The Man From The Bitter Roots - Page 41/191

It is said that no two persons see another in exactly the same light. Be that as it may, it is extremely doubtful if Uncle Bill Griswold would have immediately recognized in the debonair raconteur who held a circle breathless in the Bartlesville Commercial Club the saffron-colored, wild-eyed dude whom he had fished off the slide rock with a pair of "galluses" attached to a stout pole.

The account of Sprudell's adventure had leaked out and even gotten into print, but it was not until some time after that his special cronies succeeded in getting the story from his own lips.

There was not a dry eye when he was done. That touch about thinking of them and the Yawning Jaws, and grappling hand to hand with The White Death--why, the man was a poet, no matter what his enemies said; and, as though to prove it, Abe Cone sniffled so everybody looked at him.

"We're proud of you! But you musn't take such a chance again, old man."

A chorus echoed Y. Fred Smart's friendly protest. "'Tain't right to tempt Providence."

But Sprudell laughed lightly, and they regarded him in admiration--danger was the breath of life to some.

But this reckless, peril-courting side was only one side of the many-sided T. Victor Sprudell. From nine in the morning until four in the afternoon, he was the man of business, occupied with facts and figures and the ever-interesting problem of how to extract the maximum of labor for the minimum of wage. That "there is no sentiment in business" is a doctrine he practised to the letter. He was hard, uncompromising, exact.

Rather than the gratifying cortège which he pictured in his dreams, a hansom cab or a motorcycle could quite easily have conveyed all the sorrowing employees of the Bartlesville Tool Works who voluntarily would have followed its president to his grave.

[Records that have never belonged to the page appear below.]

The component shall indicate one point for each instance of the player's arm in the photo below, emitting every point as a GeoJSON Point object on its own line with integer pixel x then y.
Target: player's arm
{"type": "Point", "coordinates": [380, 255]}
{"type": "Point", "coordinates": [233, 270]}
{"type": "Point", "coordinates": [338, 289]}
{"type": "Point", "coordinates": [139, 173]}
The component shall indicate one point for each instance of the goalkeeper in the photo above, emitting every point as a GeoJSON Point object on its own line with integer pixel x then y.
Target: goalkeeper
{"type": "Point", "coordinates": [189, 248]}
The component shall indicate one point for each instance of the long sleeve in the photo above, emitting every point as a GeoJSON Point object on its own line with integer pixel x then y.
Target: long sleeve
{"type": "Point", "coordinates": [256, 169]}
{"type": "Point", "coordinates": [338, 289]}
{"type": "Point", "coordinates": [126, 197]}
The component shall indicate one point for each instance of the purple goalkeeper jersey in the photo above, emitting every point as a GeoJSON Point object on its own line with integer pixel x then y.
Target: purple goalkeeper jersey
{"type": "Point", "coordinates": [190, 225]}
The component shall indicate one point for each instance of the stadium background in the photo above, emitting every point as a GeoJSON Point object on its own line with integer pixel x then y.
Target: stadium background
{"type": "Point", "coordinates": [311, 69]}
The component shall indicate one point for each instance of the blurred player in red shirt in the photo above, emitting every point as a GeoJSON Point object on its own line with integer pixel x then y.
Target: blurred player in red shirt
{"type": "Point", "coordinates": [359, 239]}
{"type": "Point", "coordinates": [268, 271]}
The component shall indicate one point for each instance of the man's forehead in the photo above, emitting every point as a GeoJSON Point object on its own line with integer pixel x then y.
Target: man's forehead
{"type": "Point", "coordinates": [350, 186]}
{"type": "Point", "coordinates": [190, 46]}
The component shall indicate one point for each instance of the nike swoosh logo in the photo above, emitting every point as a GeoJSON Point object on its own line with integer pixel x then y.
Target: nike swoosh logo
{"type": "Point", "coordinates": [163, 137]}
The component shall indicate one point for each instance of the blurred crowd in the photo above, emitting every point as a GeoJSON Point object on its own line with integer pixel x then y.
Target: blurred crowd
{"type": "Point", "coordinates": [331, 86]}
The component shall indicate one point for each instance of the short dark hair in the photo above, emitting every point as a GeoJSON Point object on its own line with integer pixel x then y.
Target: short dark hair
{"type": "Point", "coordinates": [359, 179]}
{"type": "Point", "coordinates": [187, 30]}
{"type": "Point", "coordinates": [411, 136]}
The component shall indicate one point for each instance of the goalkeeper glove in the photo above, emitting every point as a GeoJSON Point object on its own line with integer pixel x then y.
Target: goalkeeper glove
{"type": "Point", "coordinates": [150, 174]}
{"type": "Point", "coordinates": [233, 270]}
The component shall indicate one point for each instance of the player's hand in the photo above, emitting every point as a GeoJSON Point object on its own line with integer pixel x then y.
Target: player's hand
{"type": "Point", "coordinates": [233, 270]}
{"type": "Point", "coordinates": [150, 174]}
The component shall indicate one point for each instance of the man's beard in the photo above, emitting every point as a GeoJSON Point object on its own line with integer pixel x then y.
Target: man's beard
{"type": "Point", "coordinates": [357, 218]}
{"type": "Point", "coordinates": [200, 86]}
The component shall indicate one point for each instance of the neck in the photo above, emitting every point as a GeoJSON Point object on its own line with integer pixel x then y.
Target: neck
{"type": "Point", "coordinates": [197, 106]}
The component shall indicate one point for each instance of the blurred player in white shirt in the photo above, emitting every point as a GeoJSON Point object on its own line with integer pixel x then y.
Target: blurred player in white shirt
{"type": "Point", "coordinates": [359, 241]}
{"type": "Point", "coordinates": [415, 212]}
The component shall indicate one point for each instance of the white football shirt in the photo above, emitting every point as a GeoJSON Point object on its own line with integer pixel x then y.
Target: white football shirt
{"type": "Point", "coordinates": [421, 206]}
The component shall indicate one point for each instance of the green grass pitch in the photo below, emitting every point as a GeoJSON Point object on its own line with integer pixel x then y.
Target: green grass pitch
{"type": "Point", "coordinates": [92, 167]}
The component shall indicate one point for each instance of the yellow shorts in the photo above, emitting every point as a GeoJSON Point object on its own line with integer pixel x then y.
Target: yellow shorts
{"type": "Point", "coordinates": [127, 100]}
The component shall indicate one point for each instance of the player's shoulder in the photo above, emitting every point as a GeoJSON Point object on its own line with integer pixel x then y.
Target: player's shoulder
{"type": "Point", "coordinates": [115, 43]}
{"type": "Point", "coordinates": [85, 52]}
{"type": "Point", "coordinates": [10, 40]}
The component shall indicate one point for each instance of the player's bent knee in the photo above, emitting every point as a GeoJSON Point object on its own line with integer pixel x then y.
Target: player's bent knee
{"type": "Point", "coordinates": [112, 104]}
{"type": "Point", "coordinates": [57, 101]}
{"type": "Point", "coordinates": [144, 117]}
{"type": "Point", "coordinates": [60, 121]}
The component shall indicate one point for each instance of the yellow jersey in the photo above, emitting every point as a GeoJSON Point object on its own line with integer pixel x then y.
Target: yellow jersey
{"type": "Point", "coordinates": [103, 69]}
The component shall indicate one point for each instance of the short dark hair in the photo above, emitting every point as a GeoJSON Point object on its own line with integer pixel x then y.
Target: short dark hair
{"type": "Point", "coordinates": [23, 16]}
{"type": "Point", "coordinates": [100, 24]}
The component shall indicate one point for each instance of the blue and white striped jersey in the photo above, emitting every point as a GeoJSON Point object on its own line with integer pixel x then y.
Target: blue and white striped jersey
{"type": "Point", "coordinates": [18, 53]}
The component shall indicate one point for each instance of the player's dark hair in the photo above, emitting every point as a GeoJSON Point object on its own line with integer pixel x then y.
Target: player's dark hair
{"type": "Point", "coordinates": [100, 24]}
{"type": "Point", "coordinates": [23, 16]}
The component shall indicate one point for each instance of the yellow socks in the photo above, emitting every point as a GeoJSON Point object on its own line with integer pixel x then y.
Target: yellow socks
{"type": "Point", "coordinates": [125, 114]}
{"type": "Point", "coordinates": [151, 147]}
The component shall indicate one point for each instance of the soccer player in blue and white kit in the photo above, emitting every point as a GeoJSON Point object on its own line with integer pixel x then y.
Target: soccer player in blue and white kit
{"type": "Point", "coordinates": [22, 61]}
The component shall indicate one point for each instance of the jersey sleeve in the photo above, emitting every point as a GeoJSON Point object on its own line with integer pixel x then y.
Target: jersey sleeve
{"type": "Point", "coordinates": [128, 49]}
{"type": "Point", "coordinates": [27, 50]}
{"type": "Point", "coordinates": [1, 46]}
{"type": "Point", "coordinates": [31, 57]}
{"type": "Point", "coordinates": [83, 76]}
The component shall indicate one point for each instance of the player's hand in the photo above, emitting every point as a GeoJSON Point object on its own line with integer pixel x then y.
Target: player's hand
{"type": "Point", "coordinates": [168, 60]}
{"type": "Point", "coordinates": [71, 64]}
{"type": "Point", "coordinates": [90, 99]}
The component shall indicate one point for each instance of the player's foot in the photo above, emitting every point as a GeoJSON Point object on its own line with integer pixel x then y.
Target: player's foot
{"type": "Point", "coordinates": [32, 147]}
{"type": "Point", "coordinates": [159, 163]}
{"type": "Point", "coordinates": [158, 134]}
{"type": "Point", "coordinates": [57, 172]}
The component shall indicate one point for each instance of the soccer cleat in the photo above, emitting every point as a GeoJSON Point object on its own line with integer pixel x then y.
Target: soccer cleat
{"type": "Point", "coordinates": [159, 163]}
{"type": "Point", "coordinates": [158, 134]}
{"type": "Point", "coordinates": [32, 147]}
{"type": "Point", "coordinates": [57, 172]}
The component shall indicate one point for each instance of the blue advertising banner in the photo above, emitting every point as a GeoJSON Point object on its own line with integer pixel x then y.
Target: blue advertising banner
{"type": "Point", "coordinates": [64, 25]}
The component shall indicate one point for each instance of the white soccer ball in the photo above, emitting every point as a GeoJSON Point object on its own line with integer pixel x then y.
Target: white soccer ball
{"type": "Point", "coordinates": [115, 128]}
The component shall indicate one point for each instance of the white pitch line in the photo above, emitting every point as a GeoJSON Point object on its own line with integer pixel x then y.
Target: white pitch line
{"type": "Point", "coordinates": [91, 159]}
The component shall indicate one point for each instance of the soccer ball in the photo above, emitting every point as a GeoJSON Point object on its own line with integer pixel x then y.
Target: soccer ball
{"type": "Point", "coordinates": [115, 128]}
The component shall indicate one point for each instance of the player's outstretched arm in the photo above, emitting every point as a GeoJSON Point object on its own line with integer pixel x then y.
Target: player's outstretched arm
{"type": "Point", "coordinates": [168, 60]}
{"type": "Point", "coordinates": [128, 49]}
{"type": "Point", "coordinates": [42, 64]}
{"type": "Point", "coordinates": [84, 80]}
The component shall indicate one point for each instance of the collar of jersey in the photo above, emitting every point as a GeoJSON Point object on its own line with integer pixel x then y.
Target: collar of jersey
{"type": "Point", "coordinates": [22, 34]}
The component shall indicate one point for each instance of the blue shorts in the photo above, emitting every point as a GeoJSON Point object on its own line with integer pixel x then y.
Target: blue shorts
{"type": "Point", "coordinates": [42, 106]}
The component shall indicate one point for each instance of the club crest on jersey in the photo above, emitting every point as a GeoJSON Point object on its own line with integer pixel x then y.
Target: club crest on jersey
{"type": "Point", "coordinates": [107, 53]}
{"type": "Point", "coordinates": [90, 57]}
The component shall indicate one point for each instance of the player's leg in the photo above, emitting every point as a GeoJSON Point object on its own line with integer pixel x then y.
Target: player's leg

But when Sprudell closed his office door, he locked this adamantine, quibbling, frankly penurious, tyrannical man of business inside, and the chameleon does not change its color with greater ease than Sprudell took on another and distinct personality. On the instant he became the "good fellow," his pink face and beaming eyes radiating affability, conviviality, an all-embracing fondness for mankind, also a susceptible Don Juan keenly on the alert for adventure of a sentimental nature.

In appearance, too, he was a credit to the Bartlesville Commercial Club, when, with his pink face glowing above a glimpse of crimson neck scarf, dressed in pearl-gray spats, gray topcoat, gray business clothes indistinctly barred with black, and suède gloves of London smoke, he bounded up the clubhouse steps with the elasticity of well-preserved fifty, lightly swinging a slender stick. His jauntily-placed hat was a trifle, a mere suspicion, too small, and always he wore a dewy boutonnière of violets, while his thick, gray hair had a slight part behind which it pleased him to think gave the touch of distinction and originality he coveted.